Croup Management
The first-line treatment for croup is a single dose of oral dexamethasone (0.15-0.60 mg/kg) for all severity levels of croup. 1
Assessment and Severity Classification
Proper assessment using the Westley Croup Score helps determine appropriate treatment:
| Parameter | 0 points | 1 point | 2 points | 3 points | 4 points | 5 points |
|---|---|---|---|---|---|---|
| Stridor | None | When agitated | At rest | - | - | - |
| Retractions | None | Mild | Moderate | Severe | - | - |
| Air entry | Normal | Decreased | Markedly decreased | - | - | - |
| Cyanosis | None | - | - | With agitation | At rest | - |
| Level of consciousness | Normal | - | - | - | - | Altered |
- Mild croup: Score 0-2 (occasional barking cough, no stridor at rest)
- Moderate croup: Score 3-5 (frequent barking cough, stridor at rest, mild retractions)
- Severe croup: Score 6-11 (prominent stridor, marked retractions, decreased air entry)

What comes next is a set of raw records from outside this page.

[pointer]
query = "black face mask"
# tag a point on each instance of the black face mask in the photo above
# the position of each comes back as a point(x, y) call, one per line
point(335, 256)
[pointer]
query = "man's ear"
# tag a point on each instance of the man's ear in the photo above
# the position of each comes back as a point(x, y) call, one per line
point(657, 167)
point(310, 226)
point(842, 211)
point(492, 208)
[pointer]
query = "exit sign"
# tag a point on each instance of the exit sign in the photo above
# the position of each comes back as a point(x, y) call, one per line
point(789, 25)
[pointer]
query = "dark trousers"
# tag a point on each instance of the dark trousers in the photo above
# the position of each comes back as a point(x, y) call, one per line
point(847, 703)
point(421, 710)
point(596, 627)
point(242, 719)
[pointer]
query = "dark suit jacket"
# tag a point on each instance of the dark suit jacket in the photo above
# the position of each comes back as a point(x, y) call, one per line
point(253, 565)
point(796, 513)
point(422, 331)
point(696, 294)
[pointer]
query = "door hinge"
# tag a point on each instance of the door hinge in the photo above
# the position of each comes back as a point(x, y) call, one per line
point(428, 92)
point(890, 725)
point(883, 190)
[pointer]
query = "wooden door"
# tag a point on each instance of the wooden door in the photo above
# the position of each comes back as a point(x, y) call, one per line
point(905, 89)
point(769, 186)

- Impending respiratory failure: Score ≥12
Treatment Algorithm
Step 1: All Patients with Croup
Step 2: For Moderate to Severe Croup (Westley Score ≥3)
- Add nebulized epinephrine (0.5 ml/kg of 1:1000 solution) 1
- Monitor for at least 2-3 hours after epinephrine administration to observe for rebound symptoms 1
Step 3: For Severe Cases with Significant Respiratory Distress
- Consider simultaneous administration of corticosteroid and epinephrine to reduce the risk of intubation 1
- For patients requiring intubation, oral prednisolone 1 mg/kg every 12 hours can decrease duration of intubation 5
- Heliox may be considered to reduce work of breathing in severe cases 1
Supportive Care
- Maintain a calm environment
- Position child comfortably
- Ensure adequate hydration
- Provide supplemental oxygen if saturation is <92% 1
Common Pitfalls and Caveats
Dosing confusion: While the traditional dexamethasone dose is 0.6 mg/kg, evidence suggests that lower doses (0.15 mg/kg) may be equally effective, especially in mild cases 5, 2
Delayed steroid administration: Steroids should be given promptly to all croup patients regardless of severity, as they reduce symptom duration, hospitalization rates, and need for additional treatments 3, 6
Inadequate monitoring: Patients receiving epinephrine must be observed for at least 2-3 hours due to risk of symptom rebound 1
Misdiagnosis: Always consider differential diagnoses including epiglottitis, foreign body aspiration, bacterial tracheitis, retropharyngeal abscess, and congenital airway anomalies 1, 2
Humidification therapy: Despite traditional use, humidification has not been proven beneficial in croup management 2
Discharge Criteria
Patients can be safely discharged when:
- Significant improvement in symptoms is observed
- No stridor at rest persists after treatment
- Patient can tolerate oral fluids
- No repeated doses of epinephrine are required
- Oxygen saturation remains ≥92% on room air 1
Hospital Admission Criteria
Consider hospital admission if any of the following are present:
- Oxygen saturation <92% or cyanosis
- Persistent significant respiratory distress after treatment
- Stridor at rest that persists after treatment
- Need for more than one dose of nebulized epinephrine
- Inability to tolerate oral fluids
- Toxic appearance 1
Dexamethasone has gained universal acceptance for croup treatment and has proven to be effective, well-tolerated, and inexpensive with minimal complications 3.